Monday, 26 May 2008

Valeria Messalina and the harbour of vice

This early cultivation around Baiae has lent the oyster two of its more mythical reputations. First its repeated and continued association with the underworld and ancients. The neighbouring semi circular lake Fusaro (which was also to become important in oystering) was described by the Greek writer Lycophron in 28 BC as a "billowing and tempestuous lagoon", and later by Strabo as a "muddy expanse of sea". Mythology and poetry going back much further, place it in the centre of hell, in the area of Tartarus, "where kings were punished and the righteous passed through on their way to the Elysian Fields". Righteous or not it became a fertile and eventually historic oyster lagoon.

Baiae, by association, gave the oyster its reputation for licentiousness. It was a fashionable, decadent seaside town where rich Romans went to take the waters and misbehave. There are many references to debauchery.

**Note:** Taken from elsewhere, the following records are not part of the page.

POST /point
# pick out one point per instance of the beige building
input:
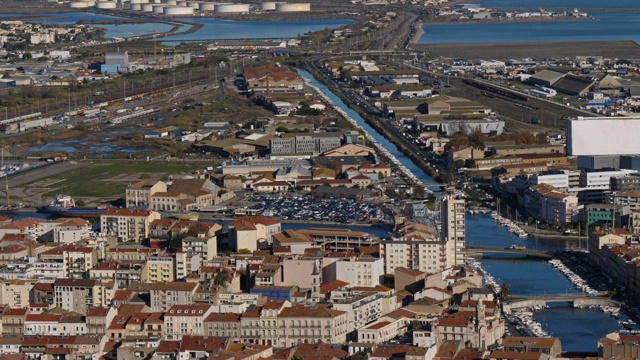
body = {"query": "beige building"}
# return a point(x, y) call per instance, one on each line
point(182, 320)
point(165, 295)
point(80, 295)
point(139, 194)
point(205, 247)
point(452, 217)
point(169, 201)
point(15, 293)
point(475, 322)
point(127, 224)
point(158, 269)
point(77, 259)
point(428, 256)
point(311, 324)
point(222, 324)
point(249, 231)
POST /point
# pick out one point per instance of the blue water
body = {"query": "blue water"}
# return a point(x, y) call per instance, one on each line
point(112, 30)
point(230, 29)
point(381, 139)
point(608, 28)
point(578, 329)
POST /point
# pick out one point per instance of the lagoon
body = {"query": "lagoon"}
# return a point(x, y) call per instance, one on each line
point(608, 27)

The prominent socialite Marcus Caelius Rufus in 60 BC was accused of living the life of a harlot in Rome and in the “crowded resort of Baiae”, indulging in beach parties and drinking sessions.

Seneca the Younger, who died 65 BC, wrote a moral epistle on Baiae and Vice, describing the spa town as being a "vortex of luxury" and a "harbour of vice".

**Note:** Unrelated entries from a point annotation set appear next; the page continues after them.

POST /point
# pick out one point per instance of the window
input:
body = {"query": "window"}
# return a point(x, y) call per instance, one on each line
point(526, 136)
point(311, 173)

Things had obviously not changed much when Sextus Propertius, who died 15 BC, described the town as a “den of licentiousness and vice”.

It was here also that Caligula ordered a two mile bridge of pontoons be set across the bay for a stunt so he could ride his horse across the water in defiance of an astrologer’s prediction that he had “no more chance of becoming Emperor than of riding a horse across the Baiae”.

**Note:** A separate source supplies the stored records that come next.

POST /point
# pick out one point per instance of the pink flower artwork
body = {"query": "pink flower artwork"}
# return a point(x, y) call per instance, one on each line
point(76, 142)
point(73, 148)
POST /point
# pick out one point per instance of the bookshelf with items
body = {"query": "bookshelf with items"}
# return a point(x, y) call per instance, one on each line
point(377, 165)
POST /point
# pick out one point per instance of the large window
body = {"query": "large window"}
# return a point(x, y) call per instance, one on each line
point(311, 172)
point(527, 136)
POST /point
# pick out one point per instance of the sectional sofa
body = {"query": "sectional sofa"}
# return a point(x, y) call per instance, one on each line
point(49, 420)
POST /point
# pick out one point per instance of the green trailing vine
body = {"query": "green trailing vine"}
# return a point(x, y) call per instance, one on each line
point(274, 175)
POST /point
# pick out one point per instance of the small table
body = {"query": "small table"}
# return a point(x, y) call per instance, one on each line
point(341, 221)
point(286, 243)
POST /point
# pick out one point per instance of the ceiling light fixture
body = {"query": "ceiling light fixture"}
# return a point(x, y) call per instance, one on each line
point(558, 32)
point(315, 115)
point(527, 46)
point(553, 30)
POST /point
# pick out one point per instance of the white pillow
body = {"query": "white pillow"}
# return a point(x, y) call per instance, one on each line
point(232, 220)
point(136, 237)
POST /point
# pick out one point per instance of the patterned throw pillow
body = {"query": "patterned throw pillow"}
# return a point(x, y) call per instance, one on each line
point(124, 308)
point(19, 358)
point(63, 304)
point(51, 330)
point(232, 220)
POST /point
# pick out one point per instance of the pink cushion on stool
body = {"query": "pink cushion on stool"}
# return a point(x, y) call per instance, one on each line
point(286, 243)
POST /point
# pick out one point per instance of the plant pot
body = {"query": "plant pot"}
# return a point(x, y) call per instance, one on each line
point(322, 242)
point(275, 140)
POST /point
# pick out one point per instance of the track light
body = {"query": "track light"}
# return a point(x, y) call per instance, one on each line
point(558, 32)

It was here that Emperor Claudius built a grand villa for his third wife, Messalina, who spent her days and nights revelling in debauchery and plotting to have her husband replaced by her lover, a thought for which she was eventually beheaded.

Messalina alone might single handedly have been responsible for both Rome and the oyster’s reputation for lascivious debauchery, although her promiscuity and intriguing must have been embellished over time. Married at 15, on the orders of Caligula to the 50 year old Claudius, Valeria Messalina was reputedly as beautiful as she was politically scheming as she was sexually voracious taking lovers seemingly as she pleased including one time, so the story goes, challenging the champion prostitute Scylla as to who could satisfy more men in one night. Scylla apparently retired before dawn after 25 men, but Messalina carried on through the morning. According to Juvenal she was “tired but never satisfied”. Anyone who spurned Messalina’s advances ran the risk of execution. She slept with the handsomest, the most powerful and even on occasion the ugliest men in Rome for her own diversion or for political and financial gain. Apologists suggest a variation where she was the victim of the intrigue, that her children were fathered by Caligula and that he then foistered her on to a marriage with the elderly Claudius to save his own reputation. Eventually she fell in love with the consul Caius Silius and was determined to marry him, even bigamously. Possibly this may have been a part of a wider failed coup attempt, and that her real motive was self protection in a post Claudius order. Claudius, who while thought of as a dumb but benign dictator, seems to have been genuinely been fond of her at the start of their union, was coerced into sending soldiers to the bigamous wedding feast to kill her. She was 23.

Worse, for Claudius, it was at Baiae where he would be poisoned by his last wife, Agrippina, the controlling mother of Nero who wanted to put her son on the throne.

Baiae was just the sort of place, you might think, for a respectable oyster to lodge and find a reputation. The town even had its own well know stew named after it which is almost as rich and spicy as its own legends – a casserole of oysters, mussels, jellyfish, pine nuts, rue, celery pepper coriander, cumin, wine garum, date and oil.

The Romans demonstrably liked oysters. They baked a special bread to be served with them, a forerunner of the American enthusiasm for oyster crackers and oyster loaves.

Orgies or not, dinner was an important occasion to look forward to for the elite as this beguiling invitation from Martial suggests:

"You will dine well, Julius Cerialis, at my house...The first course will be a lettuce (a useful digestive aid), and tender shoots cut from leek plants, and then a pickled young tuna which is larger than a small lizard fish and will be garnished with eggs and rue leaves. And there will be more eggs, those cooked over a low flame, and cheese from Velabrum Street, and olives which have felt the Picene cold. That's enough for the appetizers...You want to know what else we are having? Fish, oysters, sow's udder, stuffed wild fowl and barnyard hens..."

Typically oysters were served on the shell with a famous dressing quoted by everyone writing of the time as of pepper, lovage, egg yolk, vinegar, liquamen (the salty sauce made from fermented fish), olive oil and wine.